Here is another example. Let $p$ be an odd prime and $m$ squarefree, $p\nmid m$. Let $K=\Q(\sqrt{m})$. We have
\[\ringofintegersof{K}/p\ringofintegersof{K}\cong\Z[\sqrt{m}]/p\Z[\sqrt{m}]\]
because $p\neq 2$. Note that this is isomorphic to
\[\Z[\sqrt{m}]/p\Z[\sqrt{m}]\cong \Z[T]/(T^2-m,p)\cong \F_p[T]/(T^2-m).\]
If $\legendre{m}{p}=-1$, then $\F_p[T]/(T^2-m)$ is a field and $(p)$ is maximal.

If $\legendre{m}{p}=1$, then $\F_p[T]/(T^2-m)\cong\F_p[T]/(T-a)(T-b)\cong\F_p\times\F_p$, and $(p)=(p,a-\sqrt{m})(p,b-\sqrt{m})$.

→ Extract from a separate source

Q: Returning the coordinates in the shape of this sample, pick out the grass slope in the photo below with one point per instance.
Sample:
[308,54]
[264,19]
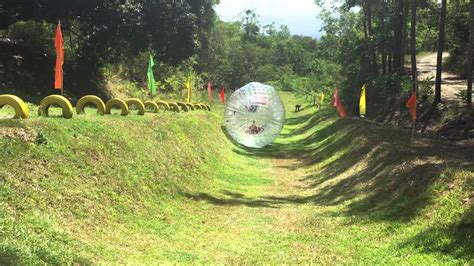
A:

I saw a book that said class field theory was the greatest theory in number theory, and I misunderstood and thought that number theorists only studied stupid things now, because the greatest theory was already completed. But this was my misunderstanding.